Missing Data

7.4. Missing Data#

Missing data is common in real-world datasets and can affect analysis, aggregations, and model training. In Pandas, the default way of treating missing values is a sentinel-based missing data scheme. In computer programming, a sentinel value (also referred to as a flag value or dummy data) is a special value used as a condition of termination.

While missing data is typically represented as NaN (Not a Number), which is np.nan in NumPy, a special floating-point value defined in the IEEE 754 standard. Pandas also introduces its own NA scalar (pd.NA), designed to work better with non-numeric data (like strings or booleans) and allow consistent missing-data handling across types.

In summary, for missing values in Pandas, we have:

Sentinel missing value markers:
- None: A Python built-in constant with object dtype. Pandas also treats None as a missing value.
- NaN (np.nan): missing numerical data in float dtypes;
pd.NA: Represents missing in all dtypes (preserves the column’s nullable dtype instead of forcing float).

7.4.1. None as a Sentinel Value#

For some data types, Pandas uses None as a sentinel value. However because None is an object, for numerical arrays, Pandas does not use None as a sentinel.

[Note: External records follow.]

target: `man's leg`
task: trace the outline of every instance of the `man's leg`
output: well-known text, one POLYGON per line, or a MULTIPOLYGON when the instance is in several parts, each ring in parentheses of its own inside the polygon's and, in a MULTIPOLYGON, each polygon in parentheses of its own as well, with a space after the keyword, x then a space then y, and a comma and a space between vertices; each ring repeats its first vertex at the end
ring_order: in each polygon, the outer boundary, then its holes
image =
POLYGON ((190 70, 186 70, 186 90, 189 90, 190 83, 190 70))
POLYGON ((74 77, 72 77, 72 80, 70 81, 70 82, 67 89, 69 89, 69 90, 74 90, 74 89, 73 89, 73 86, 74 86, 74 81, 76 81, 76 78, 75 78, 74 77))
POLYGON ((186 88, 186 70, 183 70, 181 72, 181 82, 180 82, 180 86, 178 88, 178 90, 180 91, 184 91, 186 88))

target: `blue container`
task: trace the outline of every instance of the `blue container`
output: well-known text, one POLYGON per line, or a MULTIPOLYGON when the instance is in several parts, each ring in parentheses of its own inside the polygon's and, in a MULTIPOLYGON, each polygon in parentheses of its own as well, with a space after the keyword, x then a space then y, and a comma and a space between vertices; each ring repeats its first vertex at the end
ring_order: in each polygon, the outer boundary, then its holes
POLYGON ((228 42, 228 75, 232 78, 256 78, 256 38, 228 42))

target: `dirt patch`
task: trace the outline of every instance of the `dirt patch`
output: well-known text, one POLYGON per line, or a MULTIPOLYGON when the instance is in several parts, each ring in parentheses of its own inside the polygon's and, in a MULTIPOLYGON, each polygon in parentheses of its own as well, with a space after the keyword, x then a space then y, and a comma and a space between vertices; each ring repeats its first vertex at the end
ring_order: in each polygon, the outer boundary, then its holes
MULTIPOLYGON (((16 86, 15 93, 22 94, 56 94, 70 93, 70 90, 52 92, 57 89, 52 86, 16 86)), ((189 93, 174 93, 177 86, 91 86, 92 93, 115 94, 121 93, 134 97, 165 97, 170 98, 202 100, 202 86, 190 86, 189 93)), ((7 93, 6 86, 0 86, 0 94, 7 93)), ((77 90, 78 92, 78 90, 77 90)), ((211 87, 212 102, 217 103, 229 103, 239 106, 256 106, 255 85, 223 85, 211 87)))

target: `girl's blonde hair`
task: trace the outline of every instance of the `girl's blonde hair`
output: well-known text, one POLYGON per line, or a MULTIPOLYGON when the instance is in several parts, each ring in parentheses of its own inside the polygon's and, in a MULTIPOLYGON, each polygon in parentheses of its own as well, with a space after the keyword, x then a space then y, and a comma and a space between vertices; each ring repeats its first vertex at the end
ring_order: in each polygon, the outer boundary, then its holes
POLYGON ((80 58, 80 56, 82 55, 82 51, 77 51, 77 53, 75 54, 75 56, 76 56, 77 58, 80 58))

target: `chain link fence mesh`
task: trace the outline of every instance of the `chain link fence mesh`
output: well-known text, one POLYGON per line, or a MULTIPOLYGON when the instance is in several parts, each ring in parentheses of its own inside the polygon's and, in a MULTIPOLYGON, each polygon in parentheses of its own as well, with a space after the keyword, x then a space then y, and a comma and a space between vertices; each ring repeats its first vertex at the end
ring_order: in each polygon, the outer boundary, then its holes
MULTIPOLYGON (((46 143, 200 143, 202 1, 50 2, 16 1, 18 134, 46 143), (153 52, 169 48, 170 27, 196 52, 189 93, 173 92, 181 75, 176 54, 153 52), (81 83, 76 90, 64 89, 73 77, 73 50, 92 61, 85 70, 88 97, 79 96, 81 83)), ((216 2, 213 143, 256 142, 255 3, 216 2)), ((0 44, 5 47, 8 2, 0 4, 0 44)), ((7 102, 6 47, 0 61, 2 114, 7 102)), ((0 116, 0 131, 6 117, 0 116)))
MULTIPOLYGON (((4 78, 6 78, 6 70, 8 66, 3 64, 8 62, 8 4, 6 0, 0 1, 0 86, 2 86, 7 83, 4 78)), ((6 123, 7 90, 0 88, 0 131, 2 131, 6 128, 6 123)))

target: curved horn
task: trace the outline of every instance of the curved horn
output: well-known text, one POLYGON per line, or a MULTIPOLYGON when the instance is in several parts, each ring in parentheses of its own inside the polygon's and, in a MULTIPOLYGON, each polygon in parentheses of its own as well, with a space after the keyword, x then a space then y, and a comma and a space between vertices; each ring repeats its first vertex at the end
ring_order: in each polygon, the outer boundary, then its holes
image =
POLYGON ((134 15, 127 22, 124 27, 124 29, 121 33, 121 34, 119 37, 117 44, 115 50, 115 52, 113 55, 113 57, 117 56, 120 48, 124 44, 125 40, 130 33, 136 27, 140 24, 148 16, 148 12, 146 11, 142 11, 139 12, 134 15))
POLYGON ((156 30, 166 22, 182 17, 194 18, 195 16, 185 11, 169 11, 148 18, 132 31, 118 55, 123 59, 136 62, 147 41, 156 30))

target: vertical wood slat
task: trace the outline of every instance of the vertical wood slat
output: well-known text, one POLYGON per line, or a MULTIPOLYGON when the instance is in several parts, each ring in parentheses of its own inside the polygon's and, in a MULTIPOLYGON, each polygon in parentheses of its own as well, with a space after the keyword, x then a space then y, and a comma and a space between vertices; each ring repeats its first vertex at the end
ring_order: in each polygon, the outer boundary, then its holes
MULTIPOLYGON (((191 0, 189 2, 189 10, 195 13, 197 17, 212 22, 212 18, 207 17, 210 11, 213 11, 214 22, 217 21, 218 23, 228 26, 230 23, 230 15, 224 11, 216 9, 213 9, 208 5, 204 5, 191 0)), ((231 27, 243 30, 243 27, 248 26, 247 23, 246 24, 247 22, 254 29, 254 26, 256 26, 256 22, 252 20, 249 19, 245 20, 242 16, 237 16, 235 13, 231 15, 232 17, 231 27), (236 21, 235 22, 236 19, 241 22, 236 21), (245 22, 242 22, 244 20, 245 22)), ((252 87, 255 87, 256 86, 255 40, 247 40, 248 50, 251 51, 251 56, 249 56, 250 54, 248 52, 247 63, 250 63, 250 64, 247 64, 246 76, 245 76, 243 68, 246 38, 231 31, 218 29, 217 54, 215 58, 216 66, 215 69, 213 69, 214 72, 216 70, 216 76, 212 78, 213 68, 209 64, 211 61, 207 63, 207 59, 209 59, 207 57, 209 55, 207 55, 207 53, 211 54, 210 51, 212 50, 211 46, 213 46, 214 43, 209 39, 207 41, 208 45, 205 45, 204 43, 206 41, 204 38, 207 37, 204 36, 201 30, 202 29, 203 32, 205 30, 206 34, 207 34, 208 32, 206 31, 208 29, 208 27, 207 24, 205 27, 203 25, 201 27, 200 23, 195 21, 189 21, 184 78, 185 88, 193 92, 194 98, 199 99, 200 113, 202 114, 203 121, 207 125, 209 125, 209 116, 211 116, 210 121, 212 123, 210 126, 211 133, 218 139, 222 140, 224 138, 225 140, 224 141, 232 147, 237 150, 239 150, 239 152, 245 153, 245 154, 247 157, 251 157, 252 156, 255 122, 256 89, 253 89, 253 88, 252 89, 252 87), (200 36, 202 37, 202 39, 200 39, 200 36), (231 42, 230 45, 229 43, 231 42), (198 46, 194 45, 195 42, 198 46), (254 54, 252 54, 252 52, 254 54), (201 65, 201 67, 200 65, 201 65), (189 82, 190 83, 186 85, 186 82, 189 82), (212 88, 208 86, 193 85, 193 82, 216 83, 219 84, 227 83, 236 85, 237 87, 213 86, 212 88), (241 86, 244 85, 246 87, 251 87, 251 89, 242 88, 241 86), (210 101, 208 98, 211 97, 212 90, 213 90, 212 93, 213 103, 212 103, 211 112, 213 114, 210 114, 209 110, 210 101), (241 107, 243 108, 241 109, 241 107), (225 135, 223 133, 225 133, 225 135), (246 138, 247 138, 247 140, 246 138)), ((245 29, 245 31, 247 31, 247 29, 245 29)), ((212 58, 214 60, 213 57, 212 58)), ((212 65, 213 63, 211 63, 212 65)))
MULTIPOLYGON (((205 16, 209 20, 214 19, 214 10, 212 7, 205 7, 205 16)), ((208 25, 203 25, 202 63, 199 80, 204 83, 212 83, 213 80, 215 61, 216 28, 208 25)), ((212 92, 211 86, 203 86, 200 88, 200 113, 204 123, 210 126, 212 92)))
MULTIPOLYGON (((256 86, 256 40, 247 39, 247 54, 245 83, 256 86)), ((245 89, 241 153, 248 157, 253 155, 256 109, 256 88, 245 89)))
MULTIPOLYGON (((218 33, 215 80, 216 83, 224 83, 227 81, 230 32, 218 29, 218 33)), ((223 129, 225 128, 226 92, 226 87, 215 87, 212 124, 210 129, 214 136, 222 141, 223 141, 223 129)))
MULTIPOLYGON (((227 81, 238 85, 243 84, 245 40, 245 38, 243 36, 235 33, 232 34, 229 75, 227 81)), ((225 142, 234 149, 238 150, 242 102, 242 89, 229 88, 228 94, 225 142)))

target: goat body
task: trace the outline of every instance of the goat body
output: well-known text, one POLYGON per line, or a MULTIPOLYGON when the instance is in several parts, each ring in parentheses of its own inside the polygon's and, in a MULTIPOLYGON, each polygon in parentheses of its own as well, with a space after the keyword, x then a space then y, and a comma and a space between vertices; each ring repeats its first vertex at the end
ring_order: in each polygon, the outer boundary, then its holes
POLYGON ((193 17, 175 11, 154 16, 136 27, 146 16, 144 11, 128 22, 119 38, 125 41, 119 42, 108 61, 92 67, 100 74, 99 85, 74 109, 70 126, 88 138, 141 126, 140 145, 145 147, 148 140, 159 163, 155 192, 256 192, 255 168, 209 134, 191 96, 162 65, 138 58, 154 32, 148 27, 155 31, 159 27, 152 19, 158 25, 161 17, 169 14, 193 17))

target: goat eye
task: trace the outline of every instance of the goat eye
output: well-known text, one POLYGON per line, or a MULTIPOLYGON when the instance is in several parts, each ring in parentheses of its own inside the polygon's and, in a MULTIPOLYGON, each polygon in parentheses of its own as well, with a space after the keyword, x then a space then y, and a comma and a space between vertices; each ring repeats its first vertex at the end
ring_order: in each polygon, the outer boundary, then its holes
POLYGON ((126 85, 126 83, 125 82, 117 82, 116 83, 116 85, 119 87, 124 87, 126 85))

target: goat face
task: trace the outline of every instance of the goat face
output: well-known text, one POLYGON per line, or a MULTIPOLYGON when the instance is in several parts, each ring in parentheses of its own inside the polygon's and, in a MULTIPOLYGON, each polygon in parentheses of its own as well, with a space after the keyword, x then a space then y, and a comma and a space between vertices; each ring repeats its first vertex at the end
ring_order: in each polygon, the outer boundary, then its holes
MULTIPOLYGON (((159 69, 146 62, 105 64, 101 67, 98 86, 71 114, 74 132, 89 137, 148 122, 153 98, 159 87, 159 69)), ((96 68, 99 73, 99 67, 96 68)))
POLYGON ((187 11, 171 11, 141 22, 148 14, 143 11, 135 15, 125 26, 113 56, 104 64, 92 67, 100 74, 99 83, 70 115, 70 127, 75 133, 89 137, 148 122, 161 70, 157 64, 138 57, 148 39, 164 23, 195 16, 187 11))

Pay attention to the dtypes in the following operations.

import numpy as np
import pandas as pd

### dtype is int64

arr = np.array([1, 1, 2, 3])
arr.dtype

dtype('int64')

In the following context, NumPy infers the arr elements as Python objects because of None.

### dtype becomes object

arr = np.array([1, None, 2, 3])
arr

array([1, None, 2, 3], dtype=object)

Possible issues of such interpretation includes:

arr.sum()     ### will generate a TypeError

---------------------------------------------------------------------------
TypeError                                 Traceback (most recent call last)
Cell In[279], line 1
----> 1 arr.sum()     ### will generate a TypeError

File ~/workspace/dsm/.venv/lib/python3.13/site-packages/numpy/_core/_methods.py:51, in _sum(a, axis, dtype, out, keepdims, initial, where)
     49 def _sum(a, axis=None, dtype=None, out=None, keepdims=False,
     50          initial=_NoValue, where=True):
---> 51     return umr_sum(a, axis, dtype, out, keepdims, initial, where)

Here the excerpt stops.